Aside from the knowledge that topping up CPF is an irreversible plan till you reach the eligible age for the payout, there is nothing major I can think of.
Also, the government will only match a maximum $600 each year. Of course, there’s no stopping you to top up more than $600 if you would like to.
So what did I covered during the event?
There were 3 main takeaways I hope the audience would be able to bring home.
Firstly, treat CPF as our safety net (especially when everything else fails)
I used the same pyramid shared in this article but mainly focused on the foundation, which is the CPF component.
Think about it this way.
As we’re adulting, we may have ambitions to grow our money in many different ways.
Some might want to invest in stocks, some might prefer to do property investing, some might delve into cryptocurrencies and some might start their own businesses.
Whichever investments or asset classes you’re going for, there are different levels of risks that you need to take into account.
And because of these risks, there is a chance that you might lose the capital that you’ve invested in (or even more).
Hence regardless of which investments you’re going for, think about the worst case scenario.
That’s where CPF comes in.
As a safety net.
The fact that it is ‘untouchable’ and you do not see it in your bank account, that is a good thing.
From a Muslim perspective, think about it as your ‘halal bond or sukuk’ component of your portfolio, which is almost ‘risk-free’ as guaranteed by the AAA rating of the Singapore government while getting as high as 6% return per annum.
By the time you reach 55, you’re able to withdraw a sum of money.

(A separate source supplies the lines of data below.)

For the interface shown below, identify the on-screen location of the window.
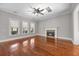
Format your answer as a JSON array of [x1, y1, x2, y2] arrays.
[[9, 20, 19, 35], [22, 21, 29, 34], [30, 22, 35, 34]]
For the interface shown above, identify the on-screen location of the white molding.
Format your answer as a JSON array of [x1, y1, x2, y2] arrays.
[[0, 35, 35, 43], [37, 34, 72, 41], [58, 37, 72, 41], [72, 40, 79, 45], [0, 34, 73, 44]]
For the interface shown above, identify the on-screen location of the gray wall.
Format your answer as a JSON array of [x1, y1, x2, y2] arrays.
[[37, 13, 73, 40], [0, 10, 36, 40], [0, 9, 73, 41]]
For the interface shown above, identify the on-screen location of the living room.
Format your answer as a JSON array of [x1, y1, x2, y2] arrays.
[[0, 3, 79, 56]]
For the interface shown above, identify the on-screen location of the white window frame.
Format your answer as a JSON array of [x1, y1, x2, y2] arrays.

And if you choose the CPF Life payout, you can get as high as $2K per month from 65 onwards till for the rest of your life, if you choose the Enhanced Retirement Scheme (ERS).
Now ask yourself.
Is having a safety net of $2K per month during my retirement years good enough?
And if your other investments worked out, that is a bonus on top of it.
Secondly, the compounding growth is the 8th wonder of the world
As someone famous once said,
Just ignore the word ‘interest’ and focus on the word’ compound’.
I showed the audience the graph below.
Assuming you have $10,000 at 55 after years of working (which is realistically possible for many, and in fact more) and having to top-up the maximum $600 on a yearly basis for the next 5 years, you will have $36,080 by then.
Think about it a second.
You’ve only contributed an additional $3,000, but you got back an additional $26,080 within 15 years instead.
For the same $13,000 kept under the pillow at home, it would still be $13,000 15 years later.
I would say, go for it – especially if that $600 cash contribution on a yearly basis is something that you do not need urgently.
And lastly, CPF monies is Halal
Interests are considered gifts from the government, as concluded by our MUIS Fatwa committee back in 2003.
Hence, our CPF monies are Halal.
I’ve also written an article about it here
I decided to take it a step further by taking into consideration if someone is still cautious about the halalness of the CPF monies.
My suggestion would be to donate it as zakat.
As mentioned on MUIS fatwa, we are obligated to donate 2.5% of our CPF monies so long the haul and nisab conditions are met.
This particularly applies to our lump sum that we may get at 55.
For example if you get a $100,000 lump sum at 55, you are obligated to pay your zakat og $2,500 (2.5%).
On the other hand, the monthly payout from the CPF Life you’re getting at 65 is not compulsory to do so as the condition of haul is not met.
However, if you would like to do so, there’s nothing preventing you from giving 2.5% of it away as zakat too.
In a nutshell…
I had interesting insights listening to some of the questions asked by the residents, and I feel there is much more room to grow in terms of awareness in maximising your CPF savings.
To learn more about this MRSS scheme, you can read up on the CPF website itself here.
Now I want to turn it over to you.
Would you recommend this scheme to your parents, makciks and pakciks?
Or do you think it is better off to keep their savings in cash?
Let me know in the comment section below.